Giron's critics turned in slightly more than 13,500 signatures on Monday in an effort to recall the second-term Democrat, but the state must verify that at least 11,500 of those are from registered voters living in Senate District 3.
Senate President John Morse, D-Colorado Springs, is also waiting to see if enough signatures are valid to put his name on a recall ballot.
The efforts to recall four Democrats from the Colorado General Assembly began after several gun measures were signed into law, including to ban magazines that hold more than 15 bullets and to require background checks on all gun sales.
Only petitioners for Giron and Morse turned in signatures by the deadlines.
Victor Head, a plumber from Pueblo who is leading the effort to oust Giron, said they have scrutinized the 13,500 signatures to ensure all are registered voters in Giron's district.
Giron first won office in 2010 with somewhat of a wide margin of victory in the heavily Democratic district.
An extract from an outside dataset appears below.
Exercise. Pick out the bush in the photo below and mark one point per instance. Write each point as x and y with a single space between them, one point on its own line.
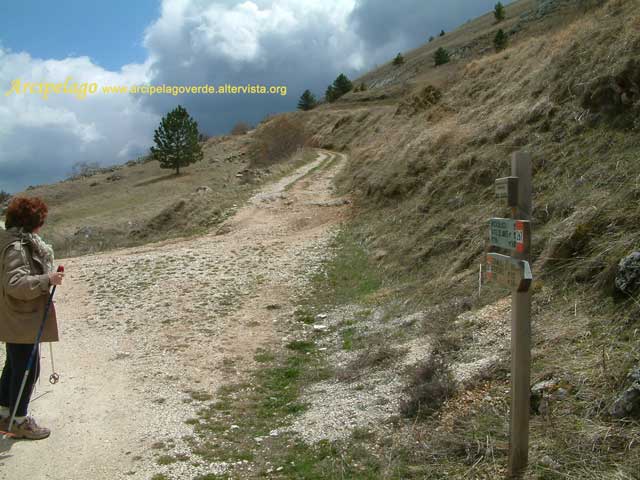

"It's one of those issues where it doesn't really matter what party you're with," Head said. "In Pueblo, Democrats like their guns, independents like their guns and a lot of it is about just their rights . they will resist anything that has to do with government regulation across the board."
But Giron said she has found the level of support in her district heartwarming, despite a vocal minority who has at times made the issue about race.
"I really feel affirmed with the constituents in Senate District 3," Giron said. "I've had gun owners stop and say 'I support you.'"
Giron said she's had volunteers experience racially charged attacks while campaigning for her, such as people yelling from cars "you need to be deported."
But in Head's opinion, Giron held town hall meetings where resoundingly the message was don't restrict our gun rights and then voted in support of the gun legislation in question, although she didn't personally sponsor any of it.
"She listened and then she voted the exact opposite of what her district wanted her to do," Head said.
Pueblo United for Angela, a campaign committee, has raised almost $72,000 since April to defend the senator against the recall effort while Head's Pueblo Freedom and Rights committee has reported about $7,300 in contributions.
Giron's money came mostly from three-large donors.
Citizens for Integrity, a non-profit based in Denver, donated $20,000; Mainstream Colorado, a campaign committee based in Denver, donated $15,000 and the Washington D.C.-based Sixteen Thirty Fund gave $35,000.
Meanwhile, Giron's campaign has filed an ethics complaint against Pueblo Freedom and Rights alleging false or incomplete filings, including $1,700 in monetary contributions with no report of who made the contributions, despite the contributions exceeding the $20 limit for remaining anonymous.
Giron said she suspects that seven billboards in Pueblo seeking her recall were not financed with just local money, and questioned whether the opposition is being transparent.
Head said all of their donations have been local in what he called a truly grass-roots effort to unseat Giron, and he said all their financials have been disclosed.